MUSÉE 29 – EVOLUTION

Evolution explores the concepts of progress, transformation, growth, and advancement in an age when images are taking a dramatic shift in the role they play in our lives.

Tema Stauffer: Patterson at Sasha Wolf Gallery

Images above: (left) Stacey, Martin Luther King Jr. Way, Paterson, New Jersey, 2009 (right) Brandi, Straight Street, Paterson, New Jersey, 2012, ©Tema Stauffer / Courtesy of Sasha Wolf Gallery, New York.

Paterson, the third largest city in New Jersey, was founded in 1791 by Alexander Hamilton, and others, and was envisioned as the nation’s first planned industrial city. Paterson enjoyed prosperity from its mills and silk manufacturing industry, and offered jobs and opportunities to an immigrant labor force in the 19th and early 20th centuries. Paterson, like many industrial centers, began to decline economically during the 1960s and 70s, and has continued to face high rates of unemployment.

edit_2Images above: (left) Alexis, Alley, Paterson, New Jersey, 2010 (right) Marlon, Martin Luther King Jr. Way, Paterson, New Jersey, 2013 ©Tema Stauffer / Courtesy of Sasha Wolf Gallery, New York.
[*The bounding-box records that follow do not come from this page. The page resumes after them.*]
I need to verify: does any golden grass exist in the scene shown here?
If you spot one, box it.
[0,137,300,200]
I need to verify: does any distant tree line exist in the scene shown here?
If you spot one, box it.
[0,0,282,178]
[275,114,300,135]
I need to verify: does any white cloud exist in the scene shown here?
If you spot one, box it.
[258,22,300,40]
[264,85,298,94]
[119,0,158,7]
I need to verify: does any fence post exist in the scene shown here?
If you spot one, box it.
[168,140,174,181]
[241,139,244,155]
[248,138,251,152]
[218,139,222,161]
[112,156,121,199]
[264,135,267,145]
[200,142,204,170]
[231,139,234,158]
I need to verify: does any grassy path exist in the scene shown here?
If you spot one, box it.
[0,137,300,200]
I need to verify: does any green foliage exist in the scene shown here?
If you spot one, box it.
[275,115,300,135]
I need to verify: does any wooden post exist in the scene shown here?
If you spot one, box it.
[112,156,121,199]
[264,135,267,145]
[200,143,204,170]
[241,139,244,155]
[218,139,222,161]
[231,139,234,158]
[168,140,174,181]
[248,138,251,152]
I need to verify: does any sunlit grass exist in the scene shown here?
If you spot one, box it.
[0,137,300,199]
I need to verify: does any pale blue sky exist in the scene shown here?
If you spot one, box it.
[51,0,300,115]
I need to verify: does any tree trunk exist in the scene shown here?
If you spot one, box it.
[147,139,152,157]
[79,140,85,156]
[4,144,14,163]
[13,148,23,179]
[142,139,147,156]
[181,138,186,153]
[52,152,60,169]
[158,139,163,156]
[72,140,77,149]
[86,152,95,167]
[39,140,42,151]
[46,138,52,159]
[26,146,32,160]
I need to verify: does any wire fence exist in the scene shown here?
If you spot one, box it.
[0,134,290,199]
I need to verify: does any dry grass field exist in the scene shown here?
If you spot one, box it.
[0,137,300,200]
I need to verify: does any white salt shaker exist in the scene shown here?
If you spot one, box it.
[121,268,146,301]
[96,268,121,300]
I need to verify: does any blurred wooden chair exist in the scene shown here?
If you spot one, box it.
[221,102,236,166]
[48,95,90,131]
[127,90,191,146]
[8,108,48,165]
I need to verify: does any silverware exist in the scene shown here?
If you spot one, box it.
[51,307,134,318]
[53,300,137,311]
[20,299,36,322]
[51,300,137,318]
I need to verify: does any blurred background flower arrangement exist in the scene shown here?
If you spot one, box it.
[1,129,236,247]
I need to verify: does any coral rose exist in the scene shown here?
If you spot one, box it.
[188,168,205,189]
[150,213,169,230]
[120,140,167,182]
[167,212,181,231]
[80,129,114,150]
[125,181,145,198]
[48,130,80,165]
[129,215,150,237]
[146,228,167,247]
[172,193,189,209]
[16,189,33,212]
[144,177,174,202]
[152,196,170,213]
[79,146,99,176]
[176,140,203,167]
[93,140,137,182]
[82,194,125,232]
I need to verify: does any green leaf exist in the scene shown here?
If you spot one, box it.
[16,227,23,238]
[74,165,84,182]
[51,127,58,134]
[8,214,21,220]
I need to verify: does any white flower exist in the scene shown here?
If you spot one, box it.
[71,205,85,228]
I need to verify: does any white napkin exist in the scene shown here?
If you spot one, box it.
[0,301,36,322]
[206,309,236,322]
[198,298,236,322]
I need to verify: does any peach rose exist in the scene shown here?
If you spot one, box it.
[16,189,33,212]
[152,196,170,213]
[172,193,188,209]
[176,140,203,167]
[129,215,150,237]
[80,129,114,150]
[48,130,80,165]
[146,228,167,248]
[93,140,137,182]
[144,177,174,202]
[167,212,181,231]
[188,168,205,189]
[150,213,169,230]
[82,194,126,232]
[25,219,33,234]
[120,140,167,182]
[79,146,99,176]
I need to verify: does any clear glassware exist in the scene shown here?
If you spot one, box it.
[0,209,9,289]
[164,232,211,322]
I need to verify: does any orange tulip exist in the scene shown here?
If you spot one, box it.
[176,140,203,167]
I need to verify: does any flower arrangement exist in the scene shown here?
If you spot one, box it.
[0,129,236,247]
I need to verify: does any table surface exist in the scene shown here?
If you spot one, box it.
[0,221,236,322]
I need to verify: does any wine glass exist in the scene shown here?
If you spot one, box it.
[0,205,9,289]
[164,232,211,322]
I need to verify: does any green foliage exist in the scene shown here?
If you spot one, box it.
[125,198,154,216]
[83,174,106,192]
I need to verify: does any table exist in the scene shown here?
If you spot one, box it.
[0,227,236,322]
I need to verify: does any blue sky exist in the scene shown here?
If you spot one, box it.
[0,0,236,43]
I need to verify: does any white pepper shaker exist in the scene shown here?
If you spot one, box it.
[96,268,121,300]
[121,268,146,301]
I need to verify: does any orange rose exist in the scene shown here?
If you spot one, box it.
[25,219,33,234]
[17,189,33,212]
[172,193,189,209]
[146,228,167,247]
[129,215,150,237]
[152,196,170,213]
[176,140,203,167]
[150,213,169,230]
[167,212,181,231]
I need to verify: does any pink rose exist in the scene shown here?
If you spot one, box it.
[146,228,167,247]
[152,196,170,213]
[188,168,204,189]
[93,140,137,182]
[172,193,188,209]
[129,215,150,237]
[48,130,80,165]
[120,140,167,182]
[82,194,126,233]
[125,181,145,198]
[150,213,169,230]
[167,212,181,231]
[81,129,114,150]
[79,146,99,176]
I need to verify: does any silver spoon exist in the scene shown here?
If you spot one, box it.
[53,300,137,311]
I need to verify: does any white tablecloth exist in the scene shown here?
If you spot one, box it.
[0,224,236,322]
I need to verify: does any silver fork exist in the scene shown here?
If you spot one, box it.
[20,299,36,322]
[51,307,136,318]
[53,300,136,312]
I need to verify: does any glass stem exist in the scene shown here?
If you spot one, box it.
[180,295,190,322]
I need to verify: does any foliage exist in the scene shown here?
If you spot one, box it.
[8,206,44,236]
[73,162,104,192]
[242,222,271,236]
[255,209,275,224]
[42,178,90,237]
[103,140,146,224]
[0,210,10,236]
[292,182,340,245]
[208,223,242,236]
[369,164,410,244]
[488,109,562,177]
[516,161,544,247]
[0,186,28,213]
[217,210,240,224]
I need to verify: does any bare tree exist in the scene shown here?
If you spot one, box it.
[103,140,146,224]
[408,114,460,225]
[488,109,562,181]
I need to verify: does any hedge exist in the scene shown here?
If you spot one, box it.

In the fall of 2009, Tema Stauffer began teaching photography at a university north of Paterson and found herself drawn to the old city, immortalized in the novels of John Updike and Junot Diaz, and the photographs of George Tice. It was clear during her first visit that Paterson was emblematic of cities all across America that were in post-industrial decline and subsequently decimated by the Great Recession. Stauffer felt that it was a resonant setting to explore the impact of the current economic downturn on urban centers. Marrying street photography with classical portraiture and shooting only in natural light, each image explores the psychology of an individual who reveals him or herself willingly to the camera’s gaze. The people represented in these portraits “are those with whom I have connected,” says Stauffer. “For me, a good portrait is both a compelling description of the subject and a sense of a connection between the subject and the photographer.” Following in the footsteps of August Sander, Walker Evans and Judith Joy Ross, among many others, Stauffer adds her voice to the canon of social realist portraiture.

edit_3Images above: (left) Cathy, Market Street, Paterson, New Jersey, 2011 (right) Kyle, Van Houten Street, Paterson, New Jersey, 2014 ©Tema Stauffer / Courtesy of Sasha Wolf Gallery, New York.

Tema Stauffer is a photographer whose work examines the social, economic, and psychological landscape of American spaces. Her work has been exhibited at Sasha Wolf and Daniel Cooney galleries in New York, as well as galleries and institutions internationally, including the Smithsonian National Portrait Gallery and the Museum for Contemporary Photography. Her work has been included in numerous print and online publications, including the New York Times, W Magazine, the Chicago Reader and the Village Voice. In 2010, she was awarded an AOL 25 for 25 Grant for innovation in the arts for her combined work as an artist, curator, and writer. She received third prize in the Photo Review Competition 2012 and she was a finalist for the Outwin Boochever Portrait Competition 2013. She was also the recipient of the 2012 Women in Photography – LTI/Lightside Individual Project Grant and a 2014 CCNY Darkroom Residency for her documentary portrait series, Paterson, depicting residents of Paterson, New Jersey during the years following the economic crisis. She received her BA from Oberlin College and her Master’s degree in photography from the University of Illinois at Chicago; Stauffer is currently an Assistant Professor of Photography at Concordia University in Montreal.